In a 2006 piece I co-authored with my colleague Amy Jo Schulz (Daniels, J., & Schulz, A.J. (2006). Constructing whiteness in health disparities research. In A. J. Schulz & L. Mullings, (Eds.), Gender, Race, Class, and Health (pp. 89-127), in which we examined the way that whiteness and white racial privilege are part and parcel of health disparities research. Here’s a brief excerpt that describes what typically happens in the “disparities” research:
“..the use of racial categories and comparisons with no consistent foundation for theorizing, understanding, or interpreting observed racial differences (or their absence) in health outcomes provides space for a wide range of potential explanations. Each of these “explanations” implicitly or explicitly constructs both race and Whiteness.

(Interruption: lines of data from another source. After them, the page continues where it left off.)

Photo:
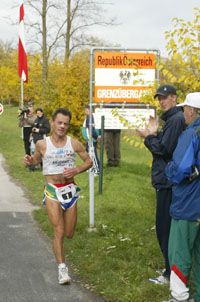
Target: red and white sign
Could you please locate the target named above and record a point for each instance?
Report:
(1, 109)
(123, 76)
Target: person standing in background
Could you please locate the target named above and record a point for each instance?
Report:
(26, 122)
(161, 144)
(112, 146)
(184, 173)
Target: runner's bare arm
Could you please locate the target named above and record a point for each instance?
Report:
(87, 162)
(36, 158)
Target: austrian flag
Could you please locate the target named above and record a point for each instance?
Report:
(22, 58)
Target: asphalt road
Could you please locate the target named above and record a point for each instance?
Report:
(28, 272)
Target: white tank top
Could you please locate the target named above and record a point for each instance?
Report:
(55, 159)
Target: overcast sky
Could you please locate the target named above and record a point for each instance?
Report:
(142, 22)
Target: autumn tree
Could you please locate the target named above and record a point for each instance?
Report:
(82, 15)
(182, 67)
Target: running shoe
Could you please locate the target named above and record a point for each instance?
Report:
(63, 277)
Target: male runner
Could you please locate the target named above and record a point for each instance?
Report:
(61, 193)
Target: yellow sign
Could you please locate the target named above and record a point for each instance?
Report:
(123, 76)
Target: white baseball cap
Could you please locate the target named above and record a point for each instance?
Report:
(192, 100)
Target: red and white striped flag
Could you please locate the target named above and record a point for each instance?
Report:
(22, 58)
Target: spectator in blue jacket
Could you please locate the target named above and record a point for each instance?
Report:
(161, 143)
(183, 172)
(95, 138)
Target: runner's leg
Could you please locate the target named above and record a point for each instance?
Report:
(55, 214)
(70, 219)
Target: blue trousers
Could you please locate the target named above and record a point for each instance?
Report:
(163, 223)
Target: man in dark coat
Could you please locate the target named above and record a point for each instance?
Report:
(162, 144)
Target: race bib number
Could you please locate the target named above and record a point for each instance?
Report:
(66, 193)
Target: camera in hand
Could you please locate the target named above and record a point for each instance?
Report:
(24, 111)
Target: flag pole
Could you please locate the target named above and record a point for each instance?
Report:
(22, 93)
(22, 57)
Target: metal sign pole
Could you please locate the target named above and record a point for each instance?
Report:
(91, 174)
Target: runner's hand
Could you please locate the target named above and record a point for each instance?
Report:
(70, 172)
(28, 160)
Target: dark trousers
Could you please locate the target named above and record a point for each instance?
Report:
(163, 222)
(112, 146)
(26, 137)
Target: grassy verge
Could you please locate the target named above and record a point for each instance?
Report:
(118, 258)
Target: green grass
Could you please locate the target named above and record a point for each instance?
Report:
(118, 258)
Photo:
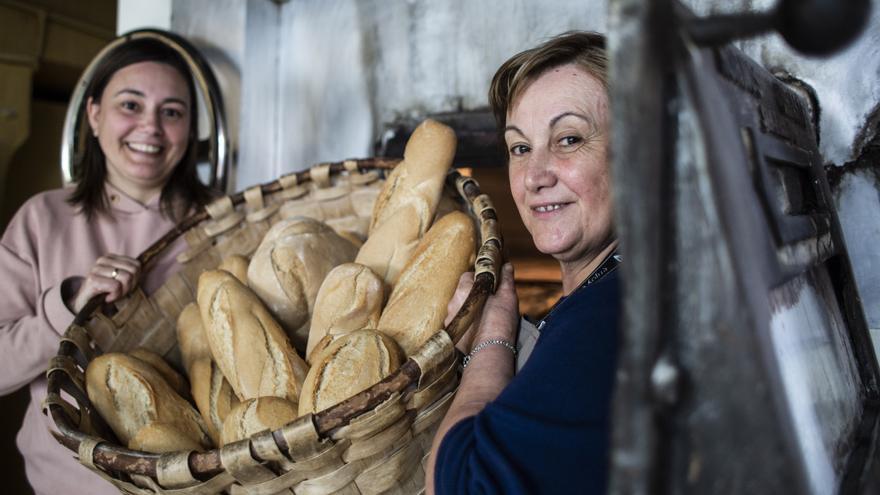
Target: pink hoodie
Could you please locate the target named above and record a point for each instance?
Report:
(46, 242)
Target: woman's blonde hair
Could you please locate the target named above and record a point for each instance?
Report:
(583, 48)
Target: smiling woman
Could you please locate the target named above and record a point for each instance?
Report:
(137, 177)
(142, 123)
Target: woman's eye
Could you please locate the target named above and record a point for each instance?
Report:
(172, 113)
(569, 141)
(519, 149)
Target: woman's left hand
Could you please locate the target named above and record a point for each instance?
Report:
(112, 274)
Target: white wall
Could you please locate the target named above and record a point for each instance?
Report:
(137, 14)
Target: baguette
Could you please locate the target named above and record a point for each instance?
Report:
(407, 203)
(213, 396)
(162, 437)
(130, 394)
(235, 264)
(288, 267)
(191, 337)
(350, 298)
(175, 379)
(416, 307)
(248, 345)
(350, 364)
(256, 415)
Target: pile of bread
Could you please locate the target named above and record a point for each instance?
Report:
(312, 318)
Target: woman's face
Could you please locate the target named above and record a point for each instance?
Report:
(557, 137)
(142, 124)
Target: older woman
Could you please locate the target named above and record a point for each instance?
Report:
(63, 247)
(545, 428)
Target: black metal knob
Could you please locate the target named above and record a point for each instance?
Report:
(812, 27)
(821, 27)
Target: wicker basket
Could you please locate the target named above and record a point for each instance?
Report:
(374, 442)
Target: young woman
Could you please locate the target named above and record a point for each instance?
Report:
(136, 180)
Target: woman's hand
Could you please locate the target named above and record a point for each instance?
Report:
(500, 317)
(500, 314)
(113, 274)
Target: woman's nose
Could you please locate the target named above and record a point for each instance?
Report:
(540, 171)
(151, 121)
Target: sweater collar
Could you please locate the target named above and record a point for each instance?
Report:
(119, 201)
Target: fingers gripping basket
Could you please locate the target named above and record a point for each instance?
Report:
(374, 442)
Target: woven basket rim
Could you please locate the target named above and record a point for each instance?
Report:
(208, 463)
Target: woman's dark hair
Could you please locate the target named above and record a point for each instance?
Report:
(584, 48)
(183, 190)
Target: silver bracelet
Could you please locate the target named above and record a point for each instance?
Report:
(485, 344)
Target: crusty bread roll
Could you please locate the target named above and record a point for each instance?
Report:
(235, 264)
(162, 437)
(191, 336)
(416, 307)
(177, 382)
(351, 363)
(418, 180)
(407, 203)
(213, 395)
(247, 343)
(211, 391)
(288, 267)
(130, 394)
(256, 415)
(350, 299)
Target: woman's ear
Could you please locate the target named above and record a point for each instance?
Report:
(93, 111)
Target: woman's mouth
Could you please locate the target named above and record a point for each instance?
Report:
(145, 148)
(548, 207)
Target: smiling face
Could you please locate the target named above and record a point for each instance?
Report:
(557, 138)
(142, 124)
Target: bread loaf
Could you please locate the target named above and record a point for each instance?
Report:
(130, 394)
(162, 437)
(235, 264)
(191, 336)
(406, 205)
(175, 379)
(256, 415)
(416, 307)
(288, 267)
(248, 345)
(417, 181)
(351, 363)
(350, 298)
(213, 396)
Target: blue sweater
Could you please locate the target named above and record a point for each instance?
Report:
(549, 429)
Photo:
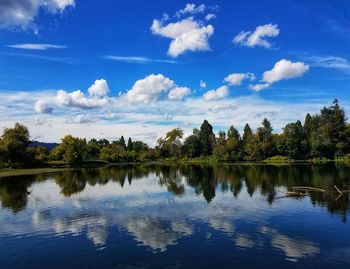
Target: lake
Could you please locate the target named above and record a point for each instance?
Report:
(176, 216)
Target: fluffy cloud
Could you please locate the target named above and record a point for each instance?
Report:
(282, 70)
(21, 13)
(186, 35)
(285, 69)
(329, 62)
(258, 37)
(259, 87)
(79, 100)
(222, 107)
(179, 93)
(210, 16)
(43, 107)
(235, 79)
(99, 88)
(191, 9)
(217, 94)
(37, 46)
(97, 96)
(150, 89)
(81, 119)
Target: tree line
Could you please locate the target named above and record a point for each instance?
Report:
(323, 135)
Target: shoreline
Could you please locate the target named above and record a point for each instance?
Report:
(10, 172)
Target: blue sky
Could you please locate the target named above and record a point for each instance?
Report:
(138, 65)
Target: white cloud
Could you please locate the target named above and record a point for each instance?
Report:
(217, 94)
(210, 16)
(285, 69)
(235, 79)
(150, 89)
(191, 9)
(99, 88)
(43, 107)
(259, 87)
(329, 62)
(186, 35)
(81, 119)
(29, 46)
(21, 13)
(137, 59)
(179, 93)
(222, 107)
(79, 100)
(258, 37)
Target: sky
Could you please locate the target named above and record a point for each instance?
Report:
(140, 68)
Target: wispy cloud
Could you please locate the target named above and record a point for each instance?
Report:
(137, 59)
(42, 57)
(29, 46)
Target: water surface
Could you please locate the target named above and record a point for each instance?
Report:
(148, 216)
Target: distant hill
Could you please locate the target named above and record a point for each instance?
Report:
(43, 144)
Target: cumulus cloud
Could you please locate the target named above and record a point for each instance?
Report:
(222, 107)
(99, 88)
(217, 94)
(190, 9)
(186, 35)
(329, 62)
(210, 16)
(179, 93)
(235, 79)
(81, 119)
(258, 37)
(285, 69)
(29, 46)
(150, 89)
(259, 87)
(43, 107)
(79, 100)
(21, 13)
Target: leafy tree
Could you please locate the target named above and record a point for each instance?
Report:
(207, 138)
(72, 150)
(192, 146)
(264, 146)
(247, 134)
(13, 144)
(130, 145)
(294, 141)
(122, 142)
(171, 145)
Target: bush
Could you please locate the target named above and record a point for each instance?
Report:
(278, 160)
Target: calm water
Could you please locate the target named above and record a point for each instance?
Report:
(224, 216)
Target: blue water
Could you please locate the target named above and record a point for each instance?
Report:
(224, 216)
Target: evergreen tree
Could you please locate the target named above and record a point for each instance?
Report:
(130, 145)
(122, 142)
(247, 134)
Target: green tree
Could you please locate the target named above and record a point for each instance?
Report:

For example, within the literature on racial disparities in cardiovascular disease, comparisons of Black or Latino/a to White Americans show disparities not only in cardiovascular mortality rates (Cooper and others, 2000; Wong and others, 2002) but also in multiple risk factors, including high blood pressure (Cooper and Rotimi, 1997; National Heart Lung and Blood Institute, 2004; Crespo, Loria, and Burt 1996), obesity (James, 1999; Kumanyika, 2001), physical activity (Brownson and others, 2001; Crespo and others, 1996), and intake of micronutrients and macronutrients associated with cardiovascular risk (Li and others, 2000). In the absence of an explicitly social theory of race, analyses explaining racial disparities in cardiovascular disease in terms of biological, “lifestyle,” or “cultural” factors can reify racial differences and obscure connections to socially structured inequalities. In other words, explaining racial differences in health in terms of individual biology, genes, or behavior can locate health problems in the bodies of those most negatively affected by social inequalities. Such explanations fail to make explicit connections to histories of racism and the struggles against oppression by subordinated groups (Bonilla-Silva, 2003; Mullings, 2005). In the process, they also take out of the equation—and thus make invisible—the processes through which Whites maintain positions of relative advantage or privilege within racial hierarchies. In this sense, such explanations are consistent with the “colorblind” strategies of neoconservative and neoliberal Whiteness projects described above, in that they explain racial disparities in health in nonracial terms. “
Put another way, there are no actors in the world of health disparities research. There is only the passive voice of ‘structural inequality.’ Indeed, I witnessed this firsthand in on a meeting I sat in on recently about how to address infant mortality in New York City. When one of the people of color gathered around the table raised the issue of addressing racism as a root cause of infant mortality, one of the white people responded with a laugh, “well, I don’t think there’s much we can do to address racism.” This kind of flippant defeatism on the part of whites is surely part of the problem.
The fact is, racism continues to extract a toll from people of color in terms of physical and mental health. It brings death sooner to the elderly and diminishes the life chances of the newly born. As this inequality persists and there continues to be lots of agreement among liberals that this sort of inequality is wrong, there is scant little attention paid to the ways that we can dismantle racism and improve everyone’s health, rather than continuing the current system of inequality that systematically and disproportionately benefits the health of white people.